The picture, Uherik's figure 3, depicts the atmospheric cooling versus height and wavenumber. The dotted line is the tropopause. The light blue color represents regions of the height-wavenumber space where no net radiative cooling or heating is taking place. The colors to the right show how much or how little radiative cooling takes place, with green representing a lot and gray meaning that net radiative heating is taking place.

At 250 cm^(-1) for example, the region near the surface is light blue because radiation absorbed and emitted are in balance. Higher up, in the same spectral region the radiation decouples from the matter for lack of water molecules, and is lost to space.

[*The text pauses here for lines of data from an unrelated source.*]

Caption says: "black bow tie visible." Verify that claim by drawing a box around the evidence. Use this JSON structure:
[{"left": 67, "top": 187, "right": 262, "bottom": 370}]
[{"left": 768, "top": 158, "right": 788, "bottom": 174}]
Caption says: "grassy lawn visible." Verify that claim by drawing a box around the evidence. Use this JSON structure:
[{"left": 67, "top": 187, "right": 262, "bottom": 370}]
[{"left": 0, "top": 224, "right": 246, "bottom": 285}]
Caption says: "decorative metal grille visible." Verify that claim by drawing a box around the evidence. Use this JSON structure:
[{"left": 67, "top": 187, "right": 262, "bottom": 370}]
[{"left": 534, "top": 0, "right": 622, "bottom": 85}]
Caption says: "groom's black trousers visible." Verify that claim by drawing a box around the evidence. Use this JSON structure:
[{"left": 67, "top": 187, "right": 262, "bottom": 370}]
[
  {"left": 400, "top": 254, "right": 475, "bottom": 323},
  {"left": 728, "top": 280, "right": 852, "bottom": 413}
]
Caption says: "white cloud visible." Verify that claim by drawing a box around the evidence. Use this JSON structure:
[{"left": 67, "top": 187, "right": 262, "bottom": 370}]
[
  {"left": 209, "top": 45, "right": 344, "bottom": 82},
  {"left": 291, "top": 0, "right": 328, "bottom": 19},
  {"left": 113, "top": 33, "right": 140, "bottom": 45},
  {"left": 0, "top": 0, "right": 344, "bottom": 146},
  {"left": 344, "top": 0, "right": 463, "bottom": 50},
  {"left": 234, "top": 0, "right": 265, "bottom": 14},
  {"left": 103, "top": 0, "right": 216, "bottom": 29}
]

At 670, it's light blue from surface to the tropopause, because at the center of the CO2 band we are in thermal equilibrium all the way up.

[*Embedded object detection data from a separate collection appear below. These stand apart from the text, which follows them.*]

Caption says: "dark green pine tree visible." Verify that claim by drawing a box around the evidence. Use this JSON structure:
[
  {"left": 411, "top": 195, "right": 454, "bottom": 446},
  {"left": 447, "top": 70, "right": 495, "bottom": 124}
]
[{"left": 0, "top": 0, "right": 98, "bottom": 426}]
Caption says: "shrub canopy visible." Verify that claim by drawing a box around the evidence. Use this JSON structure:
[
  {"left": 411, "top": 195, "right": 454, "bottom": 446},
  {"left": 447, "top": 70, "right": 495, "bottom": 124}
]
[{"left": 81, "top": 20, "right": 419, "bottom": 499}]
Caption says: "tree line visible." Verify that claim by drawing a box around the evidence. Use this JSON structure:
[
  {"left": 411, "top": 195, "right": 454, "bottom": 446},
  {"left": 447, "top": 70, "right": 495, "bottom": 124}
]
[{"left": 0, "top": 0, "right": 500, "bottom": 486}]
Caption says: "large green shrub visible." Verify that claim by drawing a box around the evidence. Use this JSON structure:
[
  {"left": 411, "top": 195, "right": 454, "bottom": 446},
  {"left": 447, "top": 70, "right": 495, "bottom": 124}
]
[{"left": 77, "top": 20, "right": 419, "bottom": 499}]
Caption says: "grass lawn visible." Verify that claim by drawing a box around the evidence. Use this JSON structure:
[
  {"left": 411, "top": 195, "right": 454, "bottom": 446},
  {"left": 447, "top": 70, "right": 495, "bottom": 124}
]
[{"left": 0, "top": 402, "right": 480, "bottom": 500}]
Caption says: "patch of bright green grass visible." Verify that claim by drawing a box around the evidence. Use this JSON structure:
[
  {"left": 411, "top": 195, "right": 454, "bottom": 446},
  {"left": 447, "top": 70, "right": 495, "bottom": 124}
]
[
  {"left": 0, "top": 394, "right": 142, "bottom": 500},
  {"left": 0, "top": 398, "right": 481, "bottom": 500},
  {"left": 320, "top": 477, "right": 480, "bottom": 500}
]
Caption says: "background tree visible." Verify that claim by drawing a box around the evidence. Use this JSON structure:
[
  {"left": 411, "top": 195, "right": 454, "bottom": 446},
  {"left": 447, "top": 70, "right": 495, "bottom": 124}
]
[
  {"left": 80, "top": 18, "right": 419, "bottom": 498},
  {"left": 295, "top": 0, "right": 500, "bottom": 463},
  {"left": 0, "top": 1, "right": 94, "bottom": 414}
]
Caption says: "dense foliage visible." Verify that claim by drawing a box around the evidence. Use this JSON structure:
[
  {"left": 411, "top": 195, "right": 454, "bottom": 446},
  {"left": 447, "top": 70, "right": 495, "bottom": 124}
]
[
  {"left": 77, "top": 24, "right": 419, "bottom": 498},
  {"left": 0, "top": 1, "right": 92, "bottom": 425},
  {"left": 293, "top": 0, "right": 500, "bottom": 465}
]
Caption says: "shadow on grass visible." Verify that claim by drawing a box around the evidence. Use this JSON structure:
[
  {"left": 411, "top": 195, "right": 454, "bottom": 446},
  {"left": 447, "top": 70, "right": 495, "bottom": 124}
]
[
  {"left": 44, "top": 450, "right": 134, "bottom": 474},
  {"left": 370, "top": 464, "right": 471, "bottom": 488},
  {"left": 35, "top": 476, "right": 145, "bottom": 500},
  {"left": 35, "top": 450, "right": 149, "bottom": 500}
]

The following sentence from Uherik seems to be at least seriously misleading if not outright bogus: If this [CO2 in the troposphere] absorption is really strong, the greenhouse gas blocks most of the outgoing infra-red radiation close to the Earth's surface.

HUMILIATING CONCESSION UPDATE (with quibble): The CO2 in the troposphere does a lot of blocking once the concentration reaches about 1/4 of the present level. Additional blockage due to additional CO2 at present concentration levels is purely on the wings of the 670 cm^(-1) band.

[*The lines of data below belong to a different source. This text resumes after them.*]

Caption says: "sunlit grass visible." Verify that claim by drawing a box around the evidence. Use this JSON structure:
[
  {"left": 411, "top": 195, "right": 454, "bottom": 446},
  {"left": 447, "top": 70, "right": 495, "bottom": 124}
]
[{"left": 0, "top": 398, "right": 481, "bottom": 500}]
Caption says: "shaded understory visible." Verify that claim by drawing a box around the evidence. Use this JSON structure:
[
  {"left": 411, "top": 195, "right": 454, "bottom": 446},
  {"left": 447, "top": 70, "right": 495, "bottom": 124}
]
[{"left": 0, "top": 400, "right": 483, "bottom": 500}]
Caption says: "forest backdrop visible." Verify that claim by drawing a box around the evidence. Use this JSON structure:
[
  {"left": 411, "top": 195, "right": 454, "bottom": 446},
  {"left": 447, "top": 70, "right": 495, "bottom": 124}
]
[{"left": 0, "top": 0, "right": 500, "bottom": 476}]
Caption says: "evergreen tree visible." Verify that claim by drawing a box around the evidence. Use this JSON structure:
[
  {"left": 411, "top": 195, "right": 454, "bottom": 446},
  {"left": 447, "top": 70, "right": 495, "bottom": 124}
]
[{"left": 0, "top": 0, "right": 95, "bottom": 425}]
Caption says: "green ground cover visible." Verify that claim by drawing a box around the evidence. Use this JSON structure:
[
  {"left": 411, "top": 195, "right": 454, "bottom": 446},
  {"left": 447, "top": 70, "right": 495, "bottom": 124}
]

No frequency makes much of a *net* contribution until the sky above it is largely transparent, which doesn't happen for CO2 band center until you reach the stratosphere.

670 cm^(-1) is near the center of the strong CO2 absorption band. Notice that for that region, the atmosphere is light blue to the tropopause and beyond. That is emphatically not because it isn't radiating - it's radiating very strongly - but the downward flux of radiation from above is in balance with the upward flux at each level until well up into the stratosphere. Eventually the CO2 thins out enough so that it can start losing radiation to space (the colored regions above 18 km and on up well into the mesosphere.

It's wrong to say that more CO2 in the atmosphere limits the amount of thermal radiative transport into the troposphere - there really isn't any such net transport - not at any CO2 levels comparable to the present. The cooling effect of CO2 on the stratosphere is due almost entirely to the additional CO2 in the stratosphere making it a better radiator.

UPDATE: After study, meditation, and a couple of furry rodent lagomorph administered beat downs, I'm forced to admit that there is an element of bogusiosity in my argument. Adding CO2 to the troposphere does decrease the CO2 reaching the stratosphere, albeit only on the wings of the CO2 band, and it's really a logarithmic effect overall. I would further offer that since the additional emissivity in the stratosphere is almost a linear effect, and since the less pressure broadened stratospheric CO2 is not particularly sensitive to the far wings of CO2 emission, the stratospheric CO2 effect seems more likely to be primary. But I can't actually do the arithmetic.

PS - About the beat downs. I would have dropped that rodent lagomorph like a bag of bunny fur if that damn crazy bird of his hadn't kept nipping at my liver.

PPS - In compensation, he did give me this pretty MODTRAN pony. It's really cool. Now I want ones for Venus, Mars, and Titan.

Comments

  1. Anonymous5:45 PM

    Quote "In the stratosphere, this emission of heat becomes larger than the energy received from below by absorption and, as a result, there is a net energy loss from the stratosphere and a resulting cooling. "

    My trouble with Dr. Uherek's above explanation for stratospheric cooling is as follows: If the net loss of heat is the result of less LW infrared from earth reaching the stratosphere then our satellites should also observe less LW leaving the earth. However that appears not to be the case.

    A paper on the strengthening of General Circulation by Chen et al, 2002, in Science reported

    "Satellite observations suggest that the thermal radiation emitted by Earth to space increased by more than 5 watts per square meter, while reflected sunlight decreased by less than 2 watts per square meter, in the tropics over the period 1985-2000, with most of the increase occurring after 1990."

    http://www.sciencemag.org/cgi/content/abstract/295/5556/838

    I suggest better explanations all around are required.